HUNDREDS more people suffering from severe to profound deafness will be eligible each year for a life-changing ‘cochlear implant’ on the NHS after official guidance on who can receive them was updated.
The new advice comes from NICE – the National Institute for Health and Care Excellence – which has updated its definition of what constitutes “severe to profound deafness”. It is that definition which determines who is eligible for a cochlear implant (an advanced type of hearing aid) on the NHS.

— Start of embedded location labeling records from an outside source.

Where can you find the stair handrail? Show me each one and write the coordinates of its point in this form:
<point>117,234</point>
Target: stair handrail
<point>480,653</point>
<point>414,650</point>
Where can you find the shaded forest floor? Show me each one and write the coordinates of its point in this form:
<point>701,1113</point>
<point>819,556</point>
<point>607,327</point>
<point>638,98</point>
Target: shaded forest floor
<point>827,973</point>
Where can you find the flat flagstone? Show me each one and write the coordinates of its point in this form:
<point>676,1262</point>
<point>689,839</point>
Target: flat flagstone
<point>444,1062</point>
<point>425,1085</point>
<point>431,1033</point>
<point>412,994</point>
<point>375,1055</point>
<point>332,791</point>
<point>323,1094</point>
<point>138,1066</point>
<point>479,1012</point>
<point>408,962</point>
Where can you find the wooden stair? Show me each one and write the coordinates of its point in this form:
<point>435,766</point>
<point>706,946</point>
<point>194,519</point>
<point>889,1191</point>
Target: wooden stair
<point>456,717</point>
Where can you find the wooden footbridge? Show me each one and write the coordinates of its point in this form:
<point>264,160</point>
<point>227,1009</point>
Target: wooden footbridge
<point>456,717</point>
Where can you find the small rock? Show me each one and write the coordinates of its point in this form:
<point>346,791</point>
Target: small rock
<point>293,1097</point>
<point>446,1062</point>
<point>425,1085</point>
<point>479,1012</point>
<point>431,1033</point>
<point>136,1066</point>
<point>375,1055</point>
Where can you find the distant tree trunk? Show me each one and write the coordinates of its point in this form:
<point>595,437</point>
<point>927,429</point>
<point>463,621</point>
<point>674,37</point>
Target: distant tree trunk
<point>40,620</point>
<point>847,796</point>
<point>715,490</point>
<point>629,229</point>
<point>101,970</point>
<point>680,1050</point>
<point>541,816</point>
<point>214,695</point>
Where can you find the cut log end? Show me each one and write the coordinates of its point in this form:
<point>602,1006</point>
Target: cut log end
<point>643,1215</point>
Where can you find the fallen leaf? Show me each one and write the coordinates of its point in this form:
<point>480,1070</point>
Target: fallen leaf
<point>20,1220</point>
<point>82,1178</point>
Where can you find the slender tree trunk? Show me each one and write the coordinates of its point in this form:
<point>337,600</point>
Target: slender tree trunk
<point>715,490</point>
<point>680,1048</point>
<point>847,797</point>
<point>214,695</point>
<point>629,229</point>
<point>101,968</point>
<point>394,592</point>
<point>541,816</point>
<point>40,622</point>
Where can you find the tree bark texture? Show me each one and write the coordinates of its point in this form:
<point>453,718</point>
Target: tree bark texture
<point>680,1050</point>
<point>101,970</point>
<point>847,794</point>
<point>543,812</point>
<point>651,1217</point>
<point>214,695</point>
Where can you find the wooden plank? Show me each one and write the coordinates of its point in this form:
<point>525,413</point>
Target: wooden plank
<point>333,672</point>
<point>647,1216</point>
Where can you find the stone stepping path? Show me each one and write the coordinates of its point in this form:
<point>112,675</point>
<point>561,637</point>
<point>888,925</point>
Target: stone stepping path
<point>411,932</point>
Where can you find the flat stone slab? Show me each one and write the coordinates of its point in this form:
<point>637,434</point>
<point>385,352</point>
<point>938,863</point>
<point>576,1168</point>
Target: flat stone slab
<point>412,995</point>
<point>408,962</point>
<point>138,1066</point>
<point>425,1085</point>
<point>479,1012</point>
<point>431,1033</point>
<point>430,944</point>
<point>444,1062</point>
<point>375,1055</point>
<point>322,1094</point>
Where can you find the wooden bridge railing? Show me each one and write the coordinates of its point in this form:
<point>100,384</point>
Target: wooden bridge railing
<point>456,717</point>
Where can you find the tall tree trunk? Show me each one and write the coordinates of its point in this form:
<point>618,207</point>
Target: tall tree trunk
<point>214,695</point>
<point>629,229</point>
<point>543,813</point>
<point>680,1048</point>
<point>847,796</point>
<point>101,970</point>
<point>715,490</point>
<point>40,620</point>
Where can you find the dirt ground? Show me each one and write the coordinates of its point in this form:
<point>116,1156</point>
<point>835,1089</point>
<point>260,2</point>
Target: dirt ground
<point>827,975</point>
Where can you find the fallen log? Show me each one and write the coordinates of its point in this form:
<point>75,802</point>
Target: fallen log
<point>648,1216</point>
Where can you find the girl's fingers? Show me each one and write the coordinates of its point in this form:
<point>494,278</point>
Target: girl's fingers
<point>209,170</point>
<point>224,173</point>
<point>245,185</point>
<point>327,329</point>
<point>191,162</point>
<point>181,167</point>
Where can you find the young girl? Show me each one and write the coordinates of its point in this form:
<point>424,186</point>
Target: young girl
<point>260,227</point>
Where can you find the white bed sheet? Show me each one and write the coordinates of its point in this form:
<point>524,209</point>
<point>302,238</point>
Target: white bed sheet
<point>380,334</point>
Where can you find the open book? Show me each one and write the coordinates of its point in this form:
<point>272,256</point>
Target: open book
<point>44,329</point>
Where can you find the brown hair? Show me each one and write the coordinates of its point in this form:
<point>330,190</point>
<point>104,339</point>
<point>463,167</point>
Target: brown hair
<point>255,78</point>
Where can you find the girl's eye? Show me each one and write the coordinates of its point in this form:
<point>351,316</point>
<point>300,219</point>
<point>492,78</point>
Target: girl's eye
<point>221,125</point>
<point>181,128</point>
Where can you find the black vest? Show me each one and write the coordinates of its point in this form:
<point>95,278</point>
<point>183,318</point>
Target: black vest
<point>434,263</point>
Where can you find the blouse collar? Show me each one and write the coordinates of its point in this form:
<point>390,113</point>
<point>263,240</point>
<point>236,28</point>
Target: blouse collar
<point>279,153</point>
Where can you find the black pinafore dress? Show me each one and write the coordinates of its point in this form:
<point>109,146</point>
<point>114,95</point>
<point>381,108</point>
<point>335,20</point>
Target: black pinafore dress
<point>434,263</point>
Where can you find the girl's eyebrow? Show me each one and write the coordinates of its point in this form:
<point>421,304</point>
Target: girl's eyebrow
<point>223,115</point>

The NICE definition now recognises “severe to profound deafness” as only hearing sounds louder than 80db HL (decibels in hearing level) at two or more frequencies without hearing aids. The previous definition set the cut-off for eligibility at 90db HL, so this lowering of the threshold means that hundreds more people each year will now be considered eligible for an NHS cochlear implant.
While it does not restore hearing, the implant creates a sense of hearing by picking up sounds which are turned into electrical signals and sent to the brain. The technology is particularly effective in children with severe to profound deafness, as their brains rapidly learn to interpret the signals as sound. Older people might need longer for their brains to ‘re-learn’ and adapt.
Unlike conventional hearing aids, which just make sounds louder, a cochlear implant does the work of damaged parts of the inner ear (the cochlea) to provide sound signals to the brain.
How does a cochlear implant work?
- The cochlear implant has two main components – an external ‘sound processor’ usually worn behind the ear and the actual implant, which is placed under the skin in a surgical procedure under general anaesthetic.
- The sound processor contains microphones to capture sound and turn it into digital code. That digitally-coded sound is then transmitted through a ‘coil’ on the outside of the patient’s head to the internal implant which is placed under the skin directly beneath the coil.
- The implant converts the digitally-coded sound into electrical impulses and sends them along an electrode array placed in the cochlea (inner ear). This stimulates the cochlea’s hearing nerve, sending the impulses to the brain, which interprets them as sound. The whole system is powered by a battery in the external sound processor unit.
Cochlear implants help people who have significant hearing loss in both ears and receive little or no benefit from conventional hearing aids. The implant can be done for a single ear or both ears depending on the patient’s needs. Listening with both ears can improve your ability to identify the direction of sound and separate the sounds you want to hear from those you don’t.
Patients who do not qualify for a cochlear implant on the NHS can have the procedure carried out privately, but it is not cheap, typically costing around £25,000 per ear. The cost to the NHS is thought to be even higher, put at around £38,000 to £45,000 by a leading cochlear implant surgeon in a 2014 newspaper article.
Commenting on NICE’s decision to update its definition, Meindert Boysen, director of the Centre for Technology Evaluation, said: “The appraisal committee listened to concerns regarding the eligibility criteria for cochlear implants being out of date. Upon review it was concluded this needed to be updated. The new eligibility criteria for cochlear implants will ensure that they continue to be available on the NHS to those individuals who will benefit from them the most.”
Vicki Kirwin, children’s audiologist at the National Deaf Children’s Society, reacted positively to the news. She said: “With the right support, deaf children can achieve anything in life. NICE is going a long way towards making that promise a reality for all those children who can benefit from this technology.”